Aşkın bir faydası olsaydı Nalear onları asla ayırmayı başaramazdı. Öfkenin bir değeri olsaydı, Solus diğer yarısıyla yeniden bir araya gelmek için kutuyu çoktan küle çevirirdi.
'Duyguların kendi başına hiçbir gücü yoktur. Onlar yalnızca sizi hedeflerinize doğru yönlendiren şeylerdir. Lith'in her zaman yaptığı gibi yapmalıyım. Kendimi onların kontrol etmesine izin vermiyorum ama zihnimi odaklı tutmak için onları kullanıyorum.' Düşündü.
'Şanslıyım ki bu kutu içeriden değil dışarıdan açılması zor olacak şekilde yapılmış. Ayrıca Nalear'ın bizden çaldığı boyutsal muskanın aslında boş olduğundan şüphelendiğinden de şüpheliyim.
'Her ihtimale karşı' hazırlanmış tam bir paranoyaya sahip kompulsif bir istifçinin her şeyiyle dolu boyutsal bir cebe hâlâ erişimim var.
'Beni bekle, Lith. Senin için geliyorum.'
vücudundan karanlık büyünün dalları yayılıyordu ve kutunun iç korumalarını acımasızca aşındırıyordu. Solus'un yalnızca yangından sağ kurtulduğundan emin olması gerekiyordu. Onun için kutunun dışında kimin ya da neyin olduğu önemli değildi.
Onun umursadığı her şeye rağmen bütün Mogar yanabilirdi.
***
valeron şehri. Griffon Krallığı'nın başkenti. Kralın dairesinde.
“Memur Ernas'a kraliyet geçersiz kılma kodunu vermenin yapılacak doğru şey olduğundan emin misin?” Kraliçe Sylpha sordu.
“Kesinlikle.” Kral Meron başını salladı. Kendini Kapı Bekçisi uzun kılıç potansiyelini test etmeye kaptırmıştı.
“Bu Lith hakkındaki raporları okudukça, onun doğal bir Uyanmış olduğuna inanma eğilimim artıyor. Hainler gelir ve gider, biz onlarla her gün savaşırız. Uyanmış olanlar kaybedilemeyecek kadar değerlidir.

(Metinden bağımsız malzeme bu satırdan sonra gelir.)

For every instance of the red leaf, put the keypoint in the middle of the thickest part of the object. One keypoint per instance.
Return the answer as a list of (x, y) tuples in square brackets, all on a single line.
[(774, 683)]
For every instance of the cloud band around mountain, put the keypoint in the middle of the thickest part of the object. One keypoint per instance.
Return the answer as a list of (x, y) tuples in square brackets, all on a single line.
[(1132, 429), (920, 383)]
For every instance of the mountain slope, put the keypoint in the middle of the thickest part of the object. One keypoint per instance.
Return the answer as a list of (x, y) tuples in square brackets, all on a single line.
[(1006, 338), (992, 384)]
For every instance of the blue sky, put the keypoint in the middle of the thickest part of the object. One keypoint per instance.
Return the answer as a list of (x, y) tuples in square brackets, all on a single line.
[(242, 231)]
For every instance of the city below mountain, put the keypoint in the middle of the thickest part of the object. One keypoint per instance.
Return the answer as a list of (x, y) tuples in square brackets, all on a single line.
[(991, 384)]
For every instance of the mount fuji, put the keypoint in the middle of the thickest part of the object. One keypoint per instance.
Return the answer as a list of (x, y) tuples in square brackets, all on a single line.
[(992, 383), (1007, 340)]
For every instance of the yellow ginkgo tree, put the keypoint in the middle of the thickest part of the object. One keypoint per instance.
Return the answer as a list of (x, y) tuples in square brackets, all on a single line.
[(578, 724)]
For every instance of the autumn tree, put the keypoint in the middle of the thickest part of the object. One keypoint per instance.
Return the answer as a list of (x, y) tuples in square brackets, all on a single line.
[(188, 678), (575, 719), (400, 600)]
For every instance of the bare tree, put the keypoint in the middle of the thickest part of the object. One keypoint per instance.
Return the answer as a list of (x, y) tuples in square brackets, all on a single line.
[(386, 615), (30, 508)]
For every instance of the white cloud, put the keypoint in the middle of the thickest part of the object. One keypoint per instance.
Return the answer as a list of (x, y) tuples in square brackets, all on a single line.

“Eğer haklıysam, tüm Krallık içinde tanıdığımız ilk kişi o olur. Kartlarımızı doğru oynarsak, onu Büyülü İmparatoriçe'ye bile karşı koyabiliriz.” Büyülü İmparatoriçe, Garlen kıtasında bilinen tek doğal Uyanmış'tı.
“Bazı çocuklar onu alt edecek kadar güçlüyse nasıl bir Uyanmış olabilir?” Sylpha bu fikri tamamen saçma buldu.
“Belki o bir Uyanmış değildir. Ya da belki hainler birini yenebilecek bir silah geliştirmişlerdir.” Meron yanıtladı.
“Her ne ise, boş durmayı göze alamayız. Zaten altı büyük akademiden sadece dördüyle kaldık. Beyaz Griffon'u ve en umut verici öğrenciyi bir çırpıda kaybetmek, başaramayacağımız bir darbe olabilir. dayanmak Şimdi değil.
“Eski soylu ailelerin ayrıcalıklarını yavaş yavaş ellerinden alıyoruz, onları liyakat ve sadakate göre yeniden dağıtıyoruz. Krallık hâlâ çok istikrarsız. Eğer hain varlıklarımızdan birini tehdit ederse, hızlı tepki vermeliyiz.”